誰もいないこの世界で、君だけがここにいた
 話し出した瞬間、どこからか声がして私たちは振り返った。
 雑踏の中に立っていたのは、手を振る女性。
 フォーマルな白のシフォンブラウスに、体のラインに沿ったパンツ。
 ウェーブのかかった薄茶色の髪が大人っぽくて、昔、大人になったら真似してみたいと想像を膨らませたことがある。
 かつて毎日のように見かけていたその女性を前に、私は目を見開いた。

「……塚本、先生……?」
「わぁ、二人とも変わってない。でもちょっと大人っぽくなったかな?」

 中学校の頃の先生。
 地理を担当していた、塚本先生だ。
 先生たちの中ではかなり若い方で、みんなから人気があった。今でも変わらずかっこいいままだ。
 一気に思い出が溢れてきて、胸が詰まってしまう。
 でも、どうしてここに?

「笠井さん、元気だった? 懐かしいわねぇ。卒業式ぶりかな」
「お……お久しぶり、です」
「植村くんも! ちゃんと高校生してるのねぇ。路頭に迷ってるんじゃないかと思って心配してたけど、ほっとしちゃった」

 ぱっと植村くんを振り返る。
 おす、と挨拶をする植村くん。
 ということは、つまり。

「……え、待って……。私たち、同じ学校だったの⁉︎」

 驚きのあまり、また植村くんのパーカーの裾を引っ張った。
 植村くんはポケットに手を入れたまま、さらりと答える。

「そうだけど」
「え? あなたたち、知らないで一緒にいたの?」
「あ、は、はい……私、駅のホームで植村くんに話しかけられて、知り合って」
「そういえば、二人が学校で話してるの見たことないものね」

 変な二人ね、と言って先生が笑う。でも私は大混乱していて、笑ってすむレベルじゃなかった。
 植村くんが同じ中学に通っていたなんて、全然知らなかった。
 どの学校にも悪い生徒というのはいるものだから、なんとなく噂で不良っぽい生徒がいることくらいは知っていた。

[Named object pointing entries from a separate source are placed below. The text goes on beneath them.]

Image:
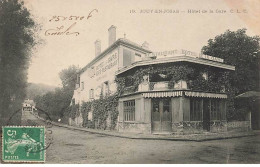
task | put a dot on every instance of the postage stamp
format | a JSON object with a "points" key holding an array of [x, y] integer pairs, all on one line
{"points": [[23, 144]]}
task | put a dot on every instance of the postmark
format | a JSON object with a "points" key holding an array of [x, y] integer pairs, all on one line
{"points": [[23, 144]]}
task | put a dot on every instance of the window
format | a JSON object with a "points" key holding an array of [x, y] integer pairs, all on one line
{"points": [[91, 93], [215, 109], [82, 85], [127, 57], [129, 110], [106, 88], [138, 57], [195, 109]]}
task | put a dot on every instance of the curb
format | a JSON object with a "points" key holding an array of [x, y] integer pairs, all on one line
{"points": [[152, 137]]}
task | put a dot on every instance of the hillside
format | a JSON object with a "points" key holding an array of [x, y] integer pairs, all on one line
{"points": [[34, 89]]}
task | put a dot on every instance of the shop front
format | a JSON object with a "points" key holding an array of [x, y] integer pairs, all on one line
{"points": [[175, 111]]}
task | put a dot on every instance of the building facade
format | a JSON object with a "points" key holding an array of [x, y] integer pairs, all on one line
{"points": [[98, 77], [175, 91], [183, 104]]}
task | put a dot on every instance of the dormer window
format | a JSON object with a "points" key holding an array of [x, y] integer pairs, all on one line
{"points": [[91, 93], [205, 75], [181, 84], [82, 85]]}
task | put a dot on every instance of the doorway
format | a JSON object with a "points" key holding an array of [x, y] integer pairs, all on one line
{"points": [[161, 115]]}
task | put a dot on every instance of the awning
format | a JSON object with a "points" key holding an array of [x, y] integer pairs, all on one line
{"points": [[186, 93], [204, 94], [162, 94], [249, 94]]}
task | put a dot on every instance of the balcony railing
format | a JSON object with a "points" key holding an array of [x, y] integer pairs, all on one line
{"points": [[150, 86]]}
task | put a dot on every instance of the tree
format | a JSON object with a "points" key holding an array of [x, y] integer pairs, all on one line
{"points": [[56, 103], [242, 51], [17, 39], [69, 77]]}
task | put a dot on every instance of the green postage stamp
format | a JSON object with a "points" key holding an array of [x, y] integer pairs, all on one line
{"points": [[23, 144]]}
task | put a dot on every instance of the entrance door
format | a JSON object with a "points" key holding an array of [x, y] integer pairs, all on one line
{"points": [[161, 115], [206, 114]]}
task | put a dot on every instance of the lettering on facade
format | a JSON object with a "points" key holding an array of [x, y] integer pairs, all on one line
{"points": [[186, 53]]}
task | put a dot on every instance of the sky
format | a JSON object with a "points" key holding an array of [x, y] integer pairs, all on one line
{"points": [[163, 31]]}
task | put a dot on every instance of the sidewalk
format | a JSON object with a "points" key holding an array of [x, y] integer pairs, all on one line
{"points": [[190, 137]]}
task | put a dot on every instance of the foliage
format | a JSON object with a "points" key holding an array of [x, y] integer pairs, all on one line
{"points": [[57, 103], [190, 73], [18, 36], [85, 109], [242, 51], [103, 108], [69, 78]]}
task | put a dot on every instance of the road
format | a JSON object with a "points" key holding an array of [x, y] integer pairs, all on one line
{"points": [[81, 147], [72, 146]]}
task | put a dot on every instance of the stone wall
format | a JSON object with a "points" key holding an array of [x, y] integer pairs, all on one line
{"points": [[135, 127], [238, 126]]}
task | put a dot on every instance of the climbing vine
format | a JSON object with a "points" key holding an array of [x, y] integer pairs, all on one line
{"points": [[102, 109]]}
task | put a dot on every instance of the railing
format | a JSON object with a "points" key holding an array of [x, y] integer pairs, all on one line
{"points": [[150, 86]]}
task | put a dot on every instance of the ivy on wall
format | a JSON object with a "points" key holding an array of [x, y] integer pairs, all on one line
{"points": [[102, 109], [106, 107], [191, 74]]}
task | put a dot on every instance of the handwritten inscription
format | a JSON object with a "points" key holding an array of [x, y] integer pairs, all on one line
{"points": [[67, 30]]}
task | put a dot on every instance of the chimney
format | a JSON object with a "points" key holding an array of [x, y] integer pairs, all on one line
{"points": [[97, 47], [145, 45], [111, 35]]}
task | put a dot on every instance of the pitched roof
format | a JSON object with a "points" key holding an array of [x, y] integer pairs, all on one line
{"points": [[120, 41]]}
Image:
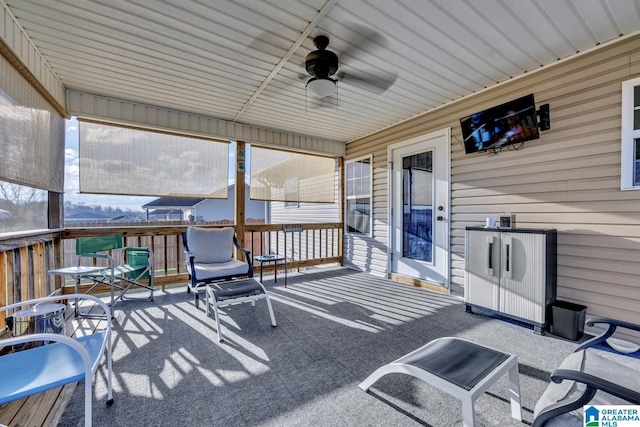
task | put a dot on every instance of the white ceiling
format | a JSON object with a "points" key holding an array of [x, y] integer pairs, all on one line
{"points": [[243, 60]]}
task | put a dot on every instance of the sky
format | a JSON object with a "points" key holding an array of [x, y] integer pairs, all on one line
{"points": [[71, 180]]}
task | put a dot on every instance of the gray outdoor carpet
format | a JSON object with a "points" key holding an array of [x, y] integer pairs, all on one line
{"points": [[335, 327]]}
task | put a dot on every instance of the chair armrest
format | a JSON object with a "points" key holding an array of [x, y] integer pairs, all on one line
{"points": [[591, 381], [613, 325], [247, 252]]}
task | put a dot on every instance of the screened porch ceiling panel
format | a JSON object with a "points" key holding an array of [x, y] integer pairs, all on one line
{"points": [[243, 61]]}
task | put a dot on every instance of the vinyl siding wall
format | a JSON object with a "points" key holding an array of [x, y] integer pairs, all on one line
{"points": [[569, 179]]}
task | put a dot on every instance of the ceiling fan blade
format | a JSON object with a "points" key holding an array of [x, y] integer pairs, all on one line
{"points": [[365, 39], [376, 81]]}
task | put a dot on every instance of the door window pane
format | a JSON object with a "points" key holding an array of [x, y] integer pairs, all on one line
{"points": [[417, 184], [358, 195]]}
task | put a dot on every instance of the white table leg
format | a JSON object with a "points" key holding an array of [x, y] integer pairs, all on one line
{"points": [[468, 413], [514, 391]]}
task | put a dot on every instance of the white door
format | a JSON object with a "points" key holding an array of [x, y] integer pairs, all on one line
{"points": [[419, 184]]}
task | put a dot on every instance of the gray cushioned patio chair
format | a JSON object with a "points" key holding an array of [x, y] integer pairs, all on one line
{"points": [[589, 377], [210, 257]]}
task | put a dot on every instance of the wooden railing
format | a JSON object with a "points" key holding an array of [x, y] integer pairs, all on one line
{"points": [[25, 260]]}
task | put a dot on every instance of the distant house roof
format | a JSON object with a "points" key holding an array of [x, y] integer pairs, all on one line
{"points": [[125, 218], [86, 216], [5, 214], [166, 212], [173, 202]]}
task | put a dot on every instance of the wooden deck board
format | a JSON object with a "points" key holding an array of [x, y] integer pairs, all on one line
{"points": [[45, 409]]}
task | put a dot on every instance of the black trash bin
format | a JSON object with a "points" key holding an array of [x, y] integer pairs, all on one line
{"points": [[567, 319]]}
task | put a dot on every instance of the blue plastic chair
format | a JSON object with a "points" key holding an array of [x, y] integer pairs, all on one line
{"points": [[64, 361]]}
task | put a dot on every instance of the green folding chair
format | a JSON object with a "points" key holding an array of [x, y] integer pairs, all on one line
{"points": [[135, 264]]}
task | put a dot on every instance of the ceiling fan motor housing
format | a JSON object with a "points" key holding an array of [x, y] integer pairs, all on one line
{"points": [[321, 63]]}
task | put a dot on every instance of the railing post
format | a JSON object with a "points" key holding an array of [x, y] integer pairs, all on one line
{"points": [[240, 194]]}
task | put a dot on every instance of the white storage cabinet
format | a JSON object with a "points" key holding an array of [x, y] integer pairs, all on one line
{"points": [[511, 272]]}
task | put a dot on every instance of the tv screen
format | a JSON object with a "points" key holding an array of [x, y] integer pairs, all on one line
{"points": [[510, 123]]}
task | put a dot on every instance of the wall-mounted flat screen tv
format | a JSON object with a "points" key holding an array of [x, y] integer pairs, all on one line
{"points": [[510, 123]]}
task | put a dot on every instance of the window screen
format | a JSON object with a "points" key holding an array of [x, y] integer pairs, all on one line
{"points": [[291, 177], [31, 134], [119, 160], [358, 196]]}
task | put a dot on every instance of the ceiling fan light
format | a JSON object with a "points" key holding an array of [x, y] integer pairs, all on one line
{"points": [[321, 88]]}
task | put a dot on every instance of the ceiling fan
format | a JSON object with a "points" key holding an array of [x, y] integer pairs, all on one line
{"points": [[322, 65]]}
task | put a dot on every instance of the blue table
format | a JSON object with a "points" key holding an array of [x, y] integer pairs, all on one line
{"points": [[274, 258]]}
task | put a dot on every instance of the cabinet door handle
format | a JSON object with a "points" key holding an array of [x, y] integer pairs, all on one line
{"points": [[490, 258], [509, 260]]}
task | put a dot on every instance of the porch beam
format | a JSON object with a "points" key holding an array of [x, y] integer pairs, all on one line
{"points": [[89, 106], [239, 195]]}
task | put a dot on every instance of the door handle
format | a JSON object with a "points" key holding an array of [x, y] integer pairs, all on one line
{"points": [[490, 258]]}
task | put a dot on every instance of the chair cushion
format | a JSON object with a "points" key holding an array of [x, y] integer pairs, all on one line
{"points": [[231, 268], [211, 245], [599, 363]]}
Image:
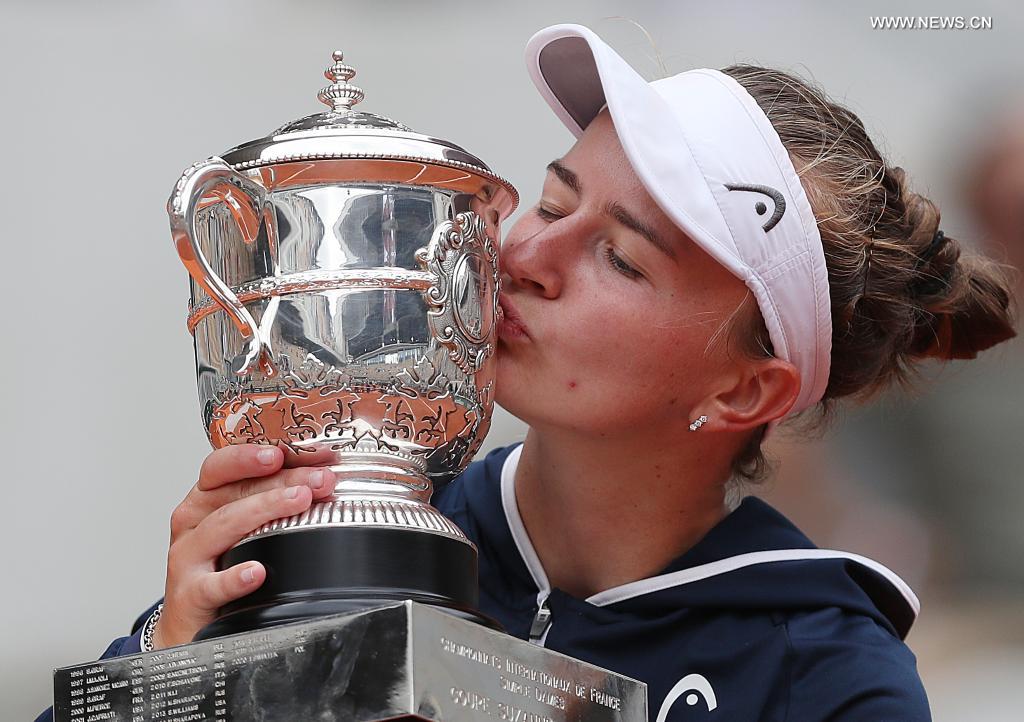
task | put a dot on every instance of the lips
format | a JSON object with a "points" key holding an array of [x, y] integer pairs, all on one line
{"points": [[511, 324]]}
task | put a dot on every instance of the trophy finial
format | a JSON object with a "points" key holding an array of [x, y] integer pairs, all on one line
{"points": [[340, 95]]}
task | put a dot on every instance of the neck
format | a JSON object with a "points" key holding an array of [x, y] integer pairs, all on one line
{"points": [[601, 514]]}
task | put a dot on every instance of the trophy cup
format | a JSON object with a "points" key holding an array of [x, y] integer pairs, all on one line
{"points": [[344, 296]]}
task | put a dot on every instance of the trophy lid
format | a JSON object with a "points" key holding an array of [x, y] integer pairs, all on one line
{"points": [[342, 133]]}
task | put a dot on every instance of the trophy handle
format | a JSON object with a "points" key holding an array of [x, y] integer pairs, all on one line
{"points": [[206, 183]]}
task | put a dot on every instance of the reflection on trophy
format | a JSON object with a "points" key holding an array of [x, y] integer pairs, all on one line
{"points": [[343, 303]]}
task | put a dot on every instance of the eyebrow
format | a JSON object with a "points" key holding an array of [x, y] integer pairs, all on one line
{"points": [[614, 210]]}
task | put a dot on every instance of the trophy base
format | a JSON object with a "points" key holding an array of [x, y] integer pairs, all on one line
{"points": [[335, 569], [395, 662]]}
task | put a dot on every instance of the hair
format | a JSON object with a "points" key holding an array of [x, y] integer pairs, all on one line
{"points": [[897, 298]]}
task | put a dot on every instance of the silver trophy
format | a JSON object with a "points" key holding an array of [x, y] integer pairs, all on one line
{"points": [[343, 303], [344, 297]]}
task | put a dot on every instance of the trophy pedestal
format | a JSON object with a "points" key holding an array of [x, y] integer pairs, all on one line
{"points": [[406, 661], [335, 569]]}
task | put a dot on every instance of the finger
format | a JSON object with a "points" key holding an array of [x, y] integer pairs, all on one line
{"points": [[218, 588], [228, 524], [237, 462], [199, 504]]}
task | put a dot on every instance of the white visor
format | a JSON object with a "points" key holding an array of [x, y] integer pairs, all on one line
{"points": [[712, 161]]}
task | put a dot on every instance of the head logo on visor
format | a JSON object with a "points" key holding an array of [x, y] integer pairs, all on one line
{"points": [[760, 208], [713, 162]]}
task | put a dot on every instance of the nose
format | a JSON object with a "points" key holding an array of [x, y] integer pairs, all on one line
{"points": [[534, 259]]}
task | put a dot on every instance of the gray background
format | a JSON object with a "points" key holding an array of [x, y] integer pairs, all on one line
{"points": [[104, 103]]}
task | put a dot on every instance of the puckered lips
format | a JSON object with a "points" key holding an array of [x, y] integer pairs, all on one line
{"points": [[510, 325]]}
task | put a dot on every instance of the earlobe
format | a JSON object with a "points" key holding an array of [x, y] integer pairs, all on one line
{"points": [[765, 391]]}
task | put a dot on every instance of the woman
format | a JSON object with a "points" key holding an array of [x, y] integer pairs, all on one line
{"points": [[717, 252]]}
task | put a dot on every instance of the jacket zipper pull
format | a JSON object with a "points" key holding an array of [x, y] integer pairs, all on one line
{"points": [[541, 623]]}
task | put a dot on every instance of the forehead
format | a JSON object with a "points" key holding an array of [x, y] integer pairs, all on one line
{"points": [[605, 175]]}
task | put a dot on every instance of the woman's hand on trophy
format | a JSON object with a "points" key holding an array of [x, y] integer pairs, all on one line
{"points": [[240, 489]]}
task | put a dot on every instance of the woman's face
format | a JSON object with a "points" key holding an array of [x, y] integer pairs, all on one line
{"points": [[610, 309]]}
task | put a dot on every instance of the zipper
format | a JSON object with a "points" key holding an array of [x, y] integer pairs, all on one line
{"points": [[542, 623]]}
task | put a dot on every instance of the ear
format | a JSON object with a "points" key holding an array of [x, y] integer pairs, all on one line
{"points": [[762, 391]]}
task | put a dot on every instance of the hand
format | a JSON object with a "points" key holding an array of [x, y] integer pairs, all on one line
{"points": [[240, 489]]}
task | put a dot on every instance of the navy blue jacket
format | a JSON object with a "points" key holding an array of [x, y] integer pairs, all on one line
{"points": [[753, 623]]}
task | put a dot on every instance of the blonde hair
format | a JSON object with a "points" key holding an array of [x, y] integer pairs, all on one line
{"points": [[899, 293]]}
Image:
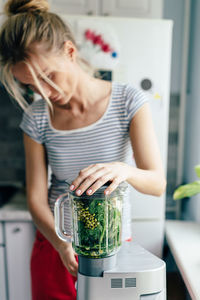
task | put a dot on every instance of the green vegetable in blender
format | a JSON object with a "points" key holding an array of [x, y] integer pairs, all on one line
{"points": [[98, 226]]}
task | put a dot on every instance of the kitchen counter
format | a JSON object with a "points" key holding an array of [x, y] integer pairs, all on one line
{"points": [[16, 209], [183, 238]]}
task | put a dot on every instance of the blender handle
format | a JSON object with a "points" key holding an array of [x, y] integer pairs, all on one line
{"points": [[59, 217]]}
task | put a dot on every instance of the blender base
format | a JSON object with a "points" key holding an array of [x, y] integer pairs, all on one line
{"points": [[137, 275]]}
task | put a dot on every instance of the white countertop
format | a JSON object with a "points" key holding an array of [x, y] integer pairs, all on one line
{"points": [[183, 238], [15, 209]]}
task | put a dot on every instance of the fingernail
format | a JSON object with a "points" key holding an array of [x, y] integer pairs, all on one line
{"points": [[78, 192]]}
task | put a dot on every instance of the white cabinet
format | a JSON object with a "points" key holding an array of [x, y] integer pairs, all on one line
{"points": [[16, 241], [133, 8], [19, 240], [121, 8], [83, 7]]}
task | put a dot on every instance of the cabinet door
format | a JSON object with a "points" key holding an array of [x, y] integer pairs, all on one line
{"points": [[19, 240], [133, 8], [2, 275], [83, 7]]}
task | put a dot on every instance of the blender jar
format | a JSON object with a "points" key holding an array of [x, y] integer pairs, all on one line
{"points": [[96, 221]]}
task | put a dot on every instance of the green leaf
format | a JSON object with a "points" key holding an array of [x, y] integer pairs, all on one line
{"points": [[187, 190], [197, 169]]}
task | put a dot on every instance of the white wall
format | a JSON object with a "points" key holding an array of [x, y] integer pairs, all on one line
{"points": [[174, 10], [192, 128]]}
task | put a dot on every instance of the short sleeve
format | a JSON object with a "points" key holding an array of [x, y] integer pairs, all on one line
{"points": [[29, 125], [135, 99]]}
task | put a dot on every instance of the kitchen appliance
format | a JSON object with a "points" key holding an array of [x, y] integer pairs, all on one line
{"points": [[139, 53], [107, 269]]}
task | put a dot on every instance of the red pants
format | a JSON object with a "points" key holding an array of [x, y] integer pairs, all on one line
{"points": [[50, 278]]}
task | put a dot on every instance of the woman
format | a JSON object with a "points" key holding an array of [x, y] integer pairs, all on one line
{"points": [[84, 128]]}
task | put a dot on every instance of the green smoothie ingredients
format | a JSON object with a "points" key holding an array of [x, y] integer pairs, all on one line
{"points": [[97, 225]]}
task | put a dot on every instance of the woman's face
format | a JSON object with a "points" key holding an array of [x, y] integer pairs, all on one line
{"points": [[60, 69]]}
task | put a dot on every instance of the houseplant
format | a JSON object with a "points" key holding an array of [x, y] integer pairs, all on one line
{"points": [[189, 189]]}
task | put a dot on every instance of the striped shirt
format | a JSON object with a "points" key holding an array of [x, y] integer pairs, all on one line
{"points": [[69, 151]]}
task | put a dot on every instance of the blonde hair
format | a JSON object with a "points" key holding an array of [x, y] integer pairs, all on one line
{"points": [[29, 22]]}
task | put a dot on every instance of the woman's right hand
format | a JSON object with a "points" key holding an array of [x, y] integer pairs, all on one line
{"points": [[68, 257]]}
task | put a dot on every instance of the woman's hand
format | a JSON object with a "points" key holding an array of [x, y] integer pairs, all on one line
{"points": [[95, 176], [68, 257]]}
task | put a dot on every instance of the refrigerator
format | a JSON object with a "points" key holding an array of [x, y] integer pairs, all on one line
{"points": [[140, 54]]}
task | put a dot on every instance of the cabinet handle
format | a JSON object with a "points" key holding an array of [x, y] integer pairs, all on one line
{"points": [[17, 229]]}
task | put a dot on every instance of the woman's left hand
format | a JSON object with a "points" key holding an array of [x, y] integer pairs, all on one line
{"points": [[94, 176]]}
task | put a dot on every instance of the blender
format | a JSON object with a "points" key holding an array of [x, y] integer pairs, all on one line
{"points": [[107, 268]]}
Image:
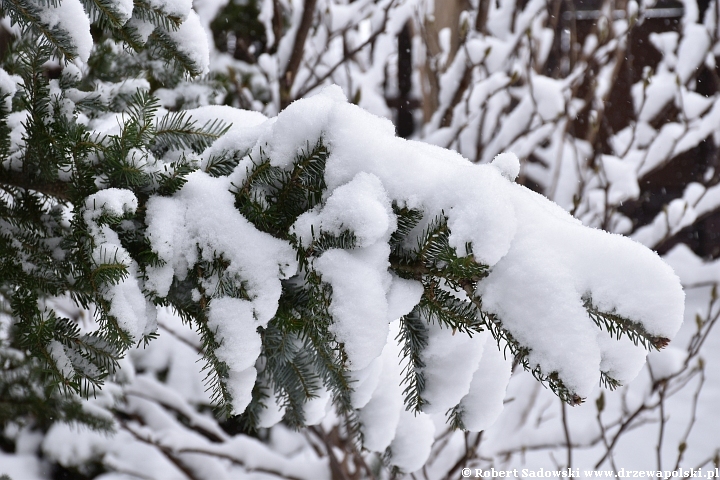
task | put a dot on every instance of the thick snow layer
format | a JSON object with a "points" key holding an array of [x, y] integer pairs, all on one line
{"points": [[200, 223], [413, 440], [450, 361], [545, 264], [69, 16], [484, 401], [192, 41]]}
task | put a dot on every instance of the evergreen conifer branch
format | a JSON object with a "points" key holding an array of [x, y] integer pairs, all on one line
{"points": [[617, 326], [29, 17], [413, 338]]}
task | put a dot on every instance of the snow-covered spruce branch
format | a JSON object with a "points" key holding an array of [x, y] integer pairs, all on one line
{"points": [[297, 244]]}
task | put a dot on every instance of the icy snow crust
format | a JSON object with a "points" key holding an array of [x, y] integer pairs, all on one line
{"points": [[544, 265]]}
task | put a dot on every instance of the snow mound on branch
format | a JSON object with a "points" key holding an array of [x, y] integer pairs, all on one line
{"points": [[200, 223], [545, 267]]}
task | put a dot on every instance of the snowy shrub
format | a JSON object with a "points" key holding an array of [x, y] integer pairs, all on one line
{"points": [[328, 274]]}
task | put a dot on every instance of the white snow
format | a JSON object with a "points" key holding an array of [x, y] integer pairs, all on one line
{"points": [[191, 40], [70, 17]]}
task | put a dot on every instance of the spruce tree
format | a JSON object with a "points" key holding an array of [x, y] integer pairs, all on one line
{"points": [[263, 236]]}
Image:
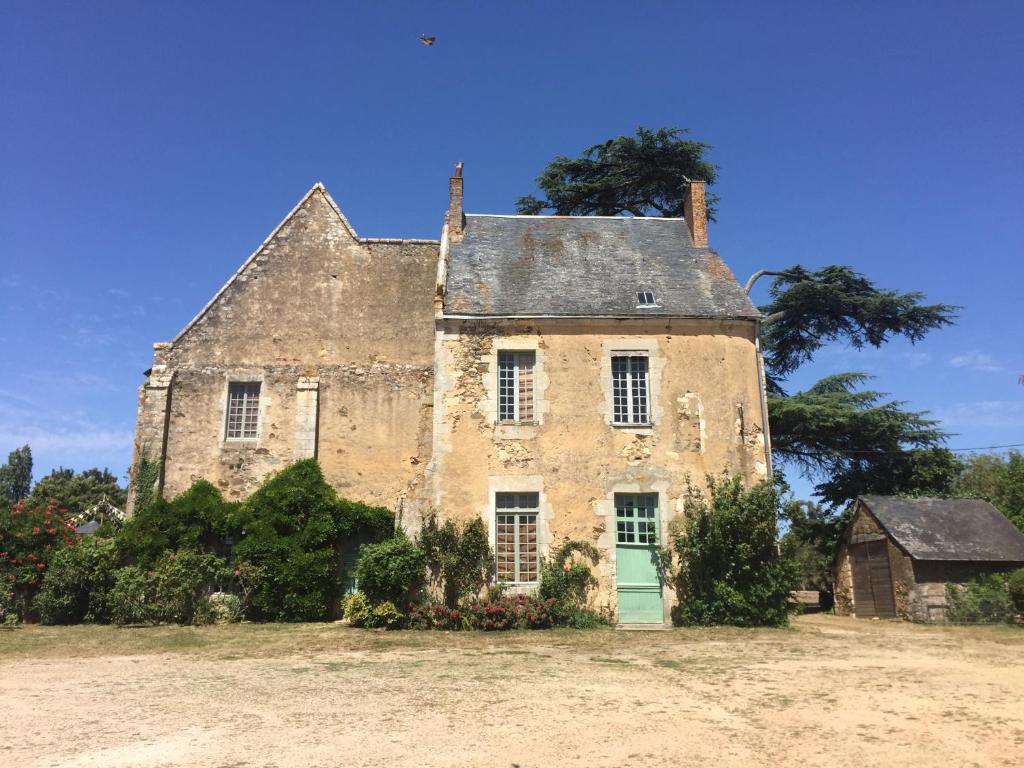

でもそんなことに興味はなかったし、中学の頃の私はいじめのことで頭がいっぱいで、他クラスの生徒のことを考える余裕なんてなかった。
 じゃあ……。
 植村くんは、もしかして私が中学の頃いじめに遭ってたことを知っていたの?
 でも。

〝同じ学校のヤツなんだろ、同じ制服だったし。いじめってやつ?〟

 はじめて声をかけられた時、そんな感じはしなかった。いじめというものをはじめて見たような口ぶりだった。
 ただの……偶然?
 今すぐ問い質したいのに、先生と久しぶりに会った今の状況で、関係のない話はできない。
 植村くんの方を見ると、先生を前に急にかわいこぶって、奢って奢ってとせがんでいる。
 植村くんが店の外で待っていたのはこれが理由だったのだろう。先生が快く了承してくれたものだから、私は申し訳なく思いながらも一番安い紅茶を頼んだ。

「なんだかんだで元生徒が連絡くれるのははうれしいものね。元生徒っていっても、二人とも私の担任でもなかったのに」

 テラス席を陣取り、先生は上品に珈琲に口をつけるとにっこりと笑った。
 今日は休日だけれど、教師という職業はとても忙しいと聞く。でも先生は中学当時と変わらない薄化粧を今日もばっちり決めていて、せっかくの休みの日に無理をさせてしまったことにさらに申し訳なくなった。
 植村くんはそんなことを気にも留めず、いきなり本題に入る。

「あのさ。俺たち、ちょっと塚っちにお願いがあって」
「なぁに、何か魂胆があったの。思い出話くらいさせてよ」
「ガッコの近くにさ、勿忘(ワスレナ)の池ってあるだろ。あれについて調べてほしいんだ」

 先生は少し上を向いて考え込むと、あぁ、と答えた。